Hi there were some bugs in this code - see my comments
V1=3;
Gin=216;
alpha=0.5;
t1=6;
V3=10;
tau2=50;
Eg=180;
tau1=5;
tau=[10,50];
sol = dde23(@(t,y,Z)eq24(t,y,Z,alpha),[10,50],[210;1;80],[0, 50]); % Added alpha in function call
% Plotting the solution works by using deval
tint = linspace(0,50);
yint = deval(sol,tint);
figure(1)
plot(tint,yint);
%plot(sol(1).x,sol(1).dy(1,:),sol(1).x,sol(1).dy(2,:),sol(1).x,sol(1).dy(3,:))
function dy=eq24(~,y,Z,alpha) ´% I added alpha as input argument
V1=3;
V3=10;
t1=6;
G=y(1);
I=y(2);
I1=y(3);
Glag1=Z(:,1); %Tau1%
Ilag2=Z(:,2); %Tau2%
f1=@(G) 209/(1+exp(-G/300*V3 +6.6));
f2=@(G) 72*(1-exp(-G/144*V3));
f3=@(G) 0.01*G/V3;
f4=@(I) 90/(1+exp(-1.772*log(I/V1) + 7.76)) +4;
f5=@(I) 180/(1+exp(0.29*I/V1 -7.5)); % I changed f5=180... to f5=@(I) 180...
dy = zeros(3,1);
dy(1) = 216 - f2(G)-f3(G)*f4(I)+f5(Ilag2(1)); % I changed f5(Ilag2) to f5(Ilag2(1))
dy(2)= f1(G)-(I/t1);
dy(3) = alpha*f1(G)-I1/t1 +(1-alpha)*f1(Glag1(3)); % I changed f1(Glag1) to f1(Glag1(3))
end
The most fixes i made are just simple syntax problems - except the last two changes.
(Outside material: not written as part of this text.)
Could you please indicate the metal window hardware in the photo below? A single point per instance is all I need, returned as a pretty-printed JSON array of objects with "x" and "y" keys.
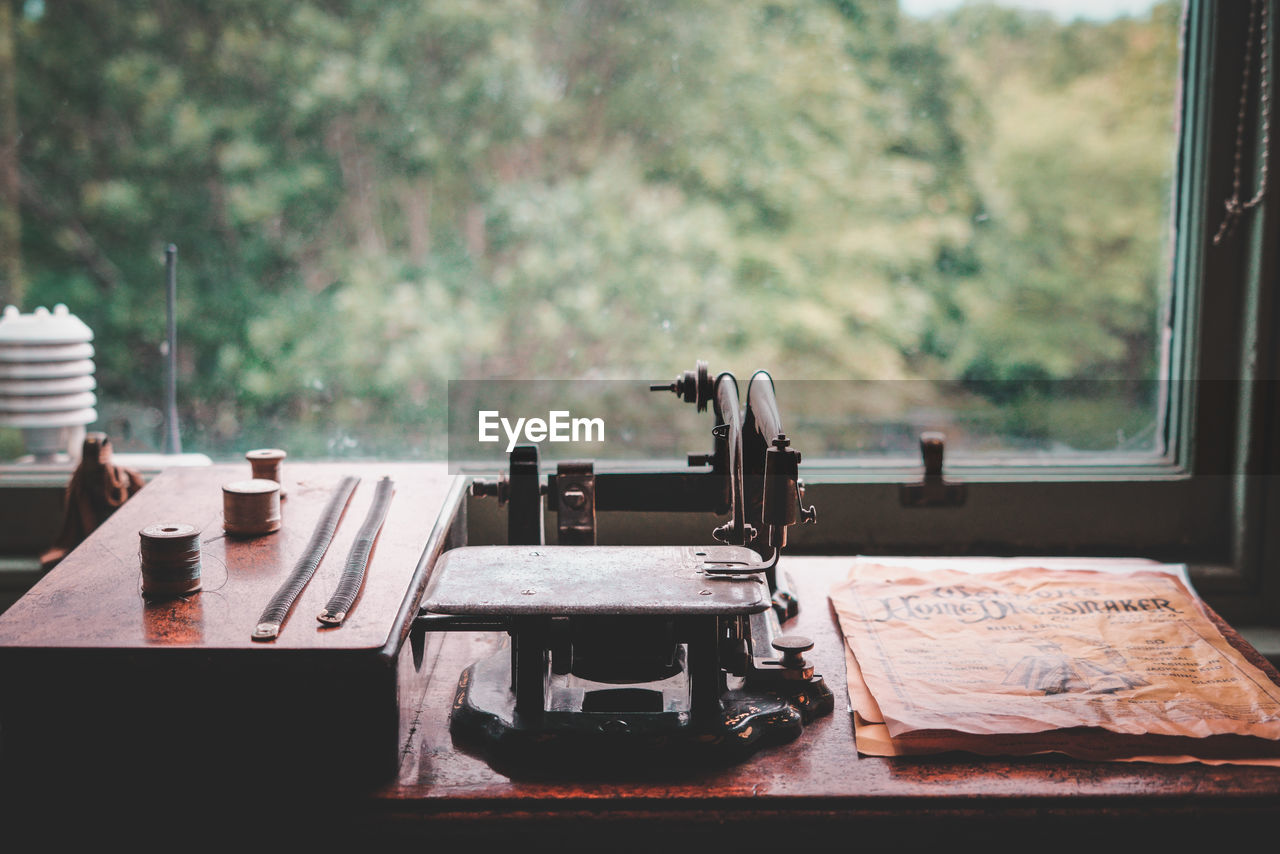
[
  {"x": 935, "y": 491},
  {"x": 575, "y": 503}
]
The problem is that Ilag2 and Glag1 are of size 1x3 so that no scalar values result by using them the way you did it. Ensure that especially the last two changes can be correct, because i have no insight in your problem. But this is a working code, which has only to be checked for the correct usage of the lag variables.
BTW: You deleted all the content of your other question related to the glucose insuline model. Why? Did you notice that you can accept and/or vote for useful answers?